# Best sander I have ever used



## bobasaurus (Sep 6, 2009)

Thanks for the review. I didn't realize there would be much of a difference from a high-grit ROS. Do you sand with the grain somehow using this?


----------



## lumberjoe (Mar 30, 2012)

I do sand with the grain. It could come down to technique or simply the larger surface area. I always thought my ROS finishes were pretty decent. They are not even comparable to this sander


----------



## TopamaxSurvivor (May 2, 2008)

thanks for the info


----------



## Ken90712 (Sep 2, 2009)

Great review…. I had been thinking of buying a 6 inch ROS but have so much 5 inch snading discs have held of…. I might have to buy this to add to the my sanders and give it a try. I think this could be a great addition to the shop. Thx for the info.


----------



## CyberDyneSystems (May 29, 2012)

Thanks for the review. It sounds like Bosch has come out with the first contender to take the crown from the venerable (and sadly discontinued) Porter-Cable model 505 half sheet sander.
This was the only game in town for so long that I've been hoarding and refurbishing all the old clunkers I can find.
Have you by chance used a 505? I'd be curious if you could compare the two.


----------



## lumberjoe (Mar 30, 2012)

I haven't used any other half sheet sanders, but this is really the only (decent) one I could find


----------



## gko (Jul 8, 2009)

I've had this sander about 2 years and use it mainly to flatten table tops before applying a finish.

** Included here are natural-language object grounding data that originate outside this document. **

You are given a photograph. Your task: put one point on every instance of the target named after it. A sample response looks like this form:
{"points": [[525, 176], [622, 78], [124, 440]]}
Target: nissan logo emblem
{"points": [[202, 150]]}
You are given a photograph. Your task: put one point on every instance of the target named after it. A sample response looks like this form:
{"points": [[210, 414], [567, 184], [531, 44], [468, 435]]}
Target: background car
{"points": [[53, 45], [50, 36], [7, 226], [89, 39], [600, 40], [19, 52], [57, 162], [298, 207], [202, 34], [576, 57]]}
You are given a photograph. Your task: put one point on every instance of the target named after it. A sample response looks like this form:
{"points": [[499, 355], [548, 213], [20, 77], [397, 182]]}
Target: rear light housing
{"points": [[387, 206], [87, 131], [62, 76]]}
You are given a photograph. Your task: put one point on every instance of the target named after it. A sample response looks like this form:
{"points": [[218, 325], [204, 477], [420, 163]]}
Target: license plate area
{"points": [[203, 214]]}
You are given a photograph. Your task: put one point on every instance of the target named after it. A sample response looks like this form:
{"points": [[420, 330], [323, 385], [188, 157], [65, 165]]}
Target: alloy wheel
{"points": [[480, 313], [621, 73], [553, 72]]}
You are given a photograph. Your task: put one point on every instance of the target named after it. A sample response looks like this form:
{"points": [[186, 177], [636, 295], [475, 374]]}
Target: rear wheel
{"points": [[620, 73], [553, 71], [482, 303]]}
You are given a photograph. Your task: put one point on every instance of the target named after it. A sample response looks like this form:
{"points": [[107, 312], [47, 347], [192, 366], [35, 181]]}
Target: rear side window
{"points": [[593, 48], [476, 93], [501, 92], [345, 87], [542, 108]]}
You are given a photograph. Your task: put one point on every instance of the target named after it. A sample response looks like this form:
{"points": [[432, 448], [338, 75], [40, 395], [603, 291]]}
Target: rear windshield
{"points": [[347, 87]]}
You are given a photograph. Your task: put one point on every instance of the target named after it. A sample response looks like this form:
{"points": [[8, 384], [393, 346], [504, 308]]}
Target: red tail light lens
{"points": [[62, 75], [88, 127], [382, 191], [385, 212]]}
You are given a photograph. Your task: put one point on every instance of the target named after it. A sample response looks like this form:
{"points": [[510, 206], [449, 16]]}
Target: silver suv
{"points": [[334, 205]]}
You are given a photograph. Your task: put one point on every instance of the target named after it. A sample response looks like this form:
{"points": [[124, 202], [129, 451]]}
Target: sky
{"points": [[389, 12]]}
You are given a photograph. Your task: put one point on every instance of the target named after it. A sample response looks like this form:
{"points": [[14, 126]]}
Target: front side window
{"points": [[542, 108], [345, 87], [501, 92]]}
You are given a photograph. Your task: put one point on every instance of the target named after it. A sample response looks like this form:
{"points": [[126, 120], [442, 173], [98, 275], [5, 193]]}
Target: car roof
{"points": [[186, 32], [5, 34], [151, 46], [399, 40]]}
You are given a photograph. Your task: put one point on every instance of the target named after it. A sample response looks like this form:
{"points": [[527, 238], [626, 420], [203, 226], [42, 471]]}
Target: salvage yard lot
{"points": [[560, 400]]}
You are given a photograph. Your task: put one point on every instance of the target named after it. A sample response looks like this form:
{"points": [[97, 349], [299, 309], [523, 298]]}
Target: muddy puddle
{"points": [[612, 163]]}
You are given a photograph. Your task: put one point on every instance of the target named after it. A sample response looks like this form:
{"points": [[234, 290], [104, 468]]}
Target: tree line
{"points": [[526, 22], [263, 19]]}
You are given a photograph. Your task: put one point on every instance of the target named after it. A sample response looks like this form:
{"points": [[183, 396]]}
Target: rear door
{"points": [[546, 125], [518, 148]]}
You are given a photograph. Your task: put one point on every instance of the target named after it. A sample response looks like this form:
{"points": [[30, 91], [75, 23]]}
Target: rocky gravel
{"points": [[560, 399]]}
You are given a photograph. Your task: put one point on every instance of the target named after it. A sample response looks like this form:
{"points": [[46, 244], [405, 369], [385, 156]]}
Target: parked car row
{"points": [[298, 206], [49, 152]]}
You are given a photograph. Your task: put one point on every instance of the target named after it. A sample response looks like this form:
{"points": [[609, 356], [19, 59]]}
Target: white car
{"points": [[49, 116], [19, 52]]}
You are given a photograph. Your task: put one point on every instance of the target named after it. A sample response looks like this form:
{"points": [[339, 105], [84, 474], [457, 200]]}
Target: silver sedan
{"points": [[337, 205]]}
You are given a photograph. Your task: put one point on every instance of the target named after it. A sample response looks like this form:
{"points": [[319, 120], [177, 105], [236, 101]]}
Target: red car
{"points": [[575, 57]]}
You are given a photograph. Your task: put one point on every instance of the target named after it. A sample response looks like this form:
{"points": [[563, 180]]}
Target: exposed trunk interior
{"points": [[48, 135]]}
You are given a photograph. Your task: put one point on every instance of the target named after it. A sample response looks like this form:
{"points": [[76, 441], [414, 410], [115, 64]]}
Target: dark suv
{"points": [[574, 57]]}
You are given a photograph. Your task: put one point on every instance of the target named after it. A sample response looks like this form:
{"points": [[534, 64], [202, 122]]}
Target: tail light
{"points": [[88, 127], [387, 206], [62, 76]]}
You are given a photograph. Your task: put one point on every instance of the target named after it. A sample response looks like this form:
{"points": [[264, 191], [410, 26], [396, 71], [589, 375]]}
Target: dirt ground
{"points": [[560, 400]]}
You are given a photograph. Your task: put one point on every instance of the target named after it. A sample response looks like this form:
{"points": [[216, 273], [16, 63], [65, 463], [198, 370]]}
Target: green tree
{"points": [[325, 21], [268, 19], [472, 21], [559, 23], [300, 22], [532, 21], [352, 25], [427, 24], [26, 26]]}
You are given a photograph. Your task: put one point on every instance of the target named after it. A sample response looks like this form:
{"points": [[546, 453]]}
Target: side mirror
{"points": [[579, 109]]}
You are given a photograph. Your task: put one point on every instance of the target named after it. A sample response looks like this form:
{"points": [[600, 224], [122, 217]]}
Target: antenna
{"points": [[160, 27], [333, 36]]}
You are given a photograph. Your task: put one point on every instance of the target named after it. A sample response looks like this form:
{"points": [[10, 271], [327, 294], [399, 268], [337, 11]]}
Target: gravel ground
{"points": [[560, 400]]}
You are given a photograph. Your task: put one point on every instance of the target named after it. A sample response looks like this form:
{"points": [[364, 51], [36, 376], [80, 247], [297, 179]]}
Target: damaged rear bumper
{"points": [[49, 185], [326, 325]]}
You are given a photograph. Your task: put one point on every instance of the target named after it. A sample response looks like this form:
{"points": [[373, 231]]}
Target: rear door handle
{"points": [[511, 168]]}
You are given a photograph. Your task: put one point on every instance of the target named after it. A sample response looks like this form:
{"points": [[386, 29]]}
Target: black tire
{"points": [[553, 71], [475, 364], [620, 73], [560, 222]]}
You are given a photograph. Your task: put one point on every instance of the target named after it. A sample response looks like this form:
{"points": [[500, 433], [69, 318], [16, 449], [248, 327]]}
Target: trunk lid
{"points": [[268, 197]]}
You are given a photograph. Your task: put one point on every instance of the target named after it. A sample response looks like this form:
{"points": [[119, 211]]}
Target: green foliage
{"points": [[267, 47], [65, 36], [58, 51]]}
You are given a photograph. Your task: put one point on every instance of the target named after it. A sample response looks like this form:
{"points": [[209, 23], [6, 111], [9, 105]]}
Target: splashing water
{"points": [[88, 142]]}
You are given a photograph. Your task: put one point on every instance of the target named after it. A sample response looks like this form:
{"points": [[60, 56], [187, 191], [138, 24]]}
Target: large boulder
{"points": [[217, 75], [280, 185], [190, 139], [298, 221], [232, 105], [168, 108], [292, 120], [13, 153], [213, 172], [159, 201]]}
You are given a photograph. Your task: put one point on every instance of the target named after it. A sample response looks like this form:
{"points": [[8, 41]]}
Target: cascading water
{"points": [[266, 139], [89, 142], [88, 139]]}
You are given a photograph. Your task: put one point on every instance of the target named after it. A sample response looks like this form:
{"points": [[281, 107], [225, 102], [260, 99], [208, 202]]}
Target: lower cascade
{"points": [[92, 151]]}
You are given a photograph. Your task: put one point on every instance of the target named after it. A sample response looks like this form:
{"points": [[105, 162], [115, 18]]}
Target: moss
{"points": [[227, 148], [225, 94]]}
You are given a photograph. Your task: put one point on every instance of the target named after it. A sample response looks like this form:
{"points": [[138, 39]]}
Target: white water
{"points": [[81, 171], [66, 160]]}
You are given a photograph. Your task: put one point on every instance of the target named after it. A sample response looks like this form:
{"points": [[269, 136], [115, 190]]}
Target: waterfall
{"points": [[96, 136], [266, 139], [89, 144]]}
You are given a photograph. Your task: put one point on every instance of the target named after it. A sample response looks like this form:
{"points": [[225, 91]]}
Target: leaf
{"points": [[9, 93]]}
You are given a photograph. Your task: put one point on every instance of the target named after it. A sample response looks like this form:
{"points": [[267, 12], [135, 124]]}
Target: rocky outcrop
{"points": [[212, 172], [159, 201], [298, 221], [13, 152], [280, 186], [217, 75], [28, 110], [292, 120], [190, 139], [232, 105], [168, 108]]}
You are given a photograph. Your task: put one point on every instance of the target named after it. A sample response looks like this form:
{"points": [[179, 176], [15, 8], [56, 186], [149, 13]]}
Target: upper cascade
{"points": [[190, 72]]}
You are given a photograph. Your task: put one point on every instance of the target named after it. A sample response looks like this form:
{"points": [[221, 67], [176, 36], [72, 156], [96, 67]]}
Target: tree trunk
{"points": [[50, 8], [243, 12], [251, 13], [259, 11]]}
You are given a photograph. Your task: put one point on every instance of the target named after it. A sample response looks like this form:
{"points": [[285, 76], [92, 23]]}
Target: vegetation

When getting a mirror finish the surface had large area dips with my old ROS. Because of the huge surface area of the half sheet, OS50VC works like a hand jointer plane keeping the surface flat. Some tips. I run the sander slightly angled so I don't get strong edge sanding. I usually hold it in the center to avoid pressing on either end of the sander. I go to my Festool ROS ETS 150/3 for final sanding for a swirl free surface. I've also had good success with the Bosch ROS (forgot the model no.) For getting a really dead flat surface the OS50VC is hard to beat.


----------



## a1Jim (Aug 9, 2008)

Thanks for the review.


----------



## Tennessee (Jul 8, 2011)

Peaked my interest immediately until I saw the price. Wow, $355 was the best I could find. $379 on Amazon. Probably a bit steep for me…too bad, looks like a great tool.


----------